If GARCIA, MUNOZ, MENDOZA, CHICO, MORENO and/or LOPEZ run, the Hispanic vote, about 150,000, will be split geographically and ethnically between the North Side Puerto Ricans and the South Side Mexican-Americans. The most viable Hispanic candidate would be Garcia, currently a county commissioner who will be elected to Congress on Nov. 6. If he runs, the Hispanic field will be cleared, excepting perhaps Chico. Garcia had nothing on-hand in his state account. Mendoza, who is running for re-election, had $1,399,726 on-hand. Munoz had $22,616, Moreno $505,074, and Lopez $52,853.
WILSON got 11 percent in his 2015 mayoral bid, and has plenty of self-funding money. He is the least unknown of the male black candidates in the field, which include Walls, Sales-Griffin, LaRaviere and Green. There are three black women - Lightfoot, Cook and Enyla - running. All await the decision of PRECKWINKLE, the 8-year county board president and former South Side alderman who is the county Democratic chairman. The black wards will deliver 200,000-plus primary votes, and up to 300,000 if really energized. Emanuel won the 2015 Emanuel-Garcia runoff because he garnered 60 percent of the black vote. Preckwinkle did not endear herself to voters with the short-lived soda tax, but she did manage to easily win her 2018 primary against Bob Fioretti. She had $196,472 on-hand as of June 30. Preckwinkle is on the Nov. 6 ballot for re-election. One interesting dynamic is that, if Preckwinkle becomes mayor, commissioner John Daley, the board's finance committee chairman, would likely become board president. Preckwinkle would not clear out the black field, but would get a sizeable vote from white liberals, especially females. She would be a lock for the runoff, and would undermine Lightfoot's black community support.
White voters, comprising about 40 percent of the electorate, are the critical component, with half that number living along the North Lakefront from the north Loop to Rogers Park, plus the circle around the Loop and the South Loop.
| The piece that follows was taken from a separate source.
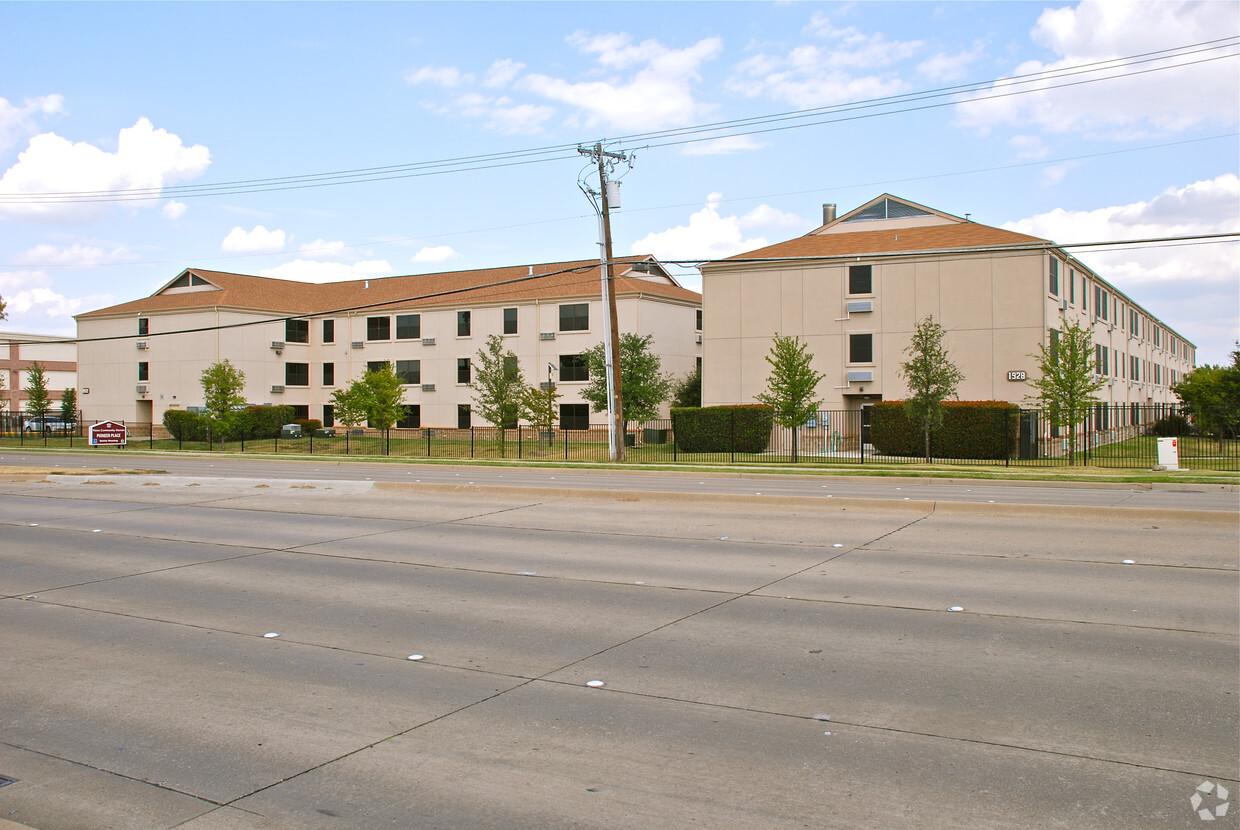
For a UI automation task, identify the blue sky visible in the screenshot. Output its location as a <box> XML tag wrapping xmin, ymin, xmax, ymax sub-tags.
<box><xmin>0</xmin><ymin>0</ymin><xmax>1240</xmax><ymax>362</ymax></box>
These are largely upscale voters who have no special affinity for any of the candidates. And the other half live in the misnamed "white ethnic" wards on the Northwest and Southwest sides, which has a huge and well-to-do working class base with plenty of cops and firefighters. This is McCarthy's base.
My early prediction: If Preckwinkle and Garcia run, they would finish one-two, but only if there is no other black or Hispanic competitor. Otherwise, one of them will face McCarthy in the runoff.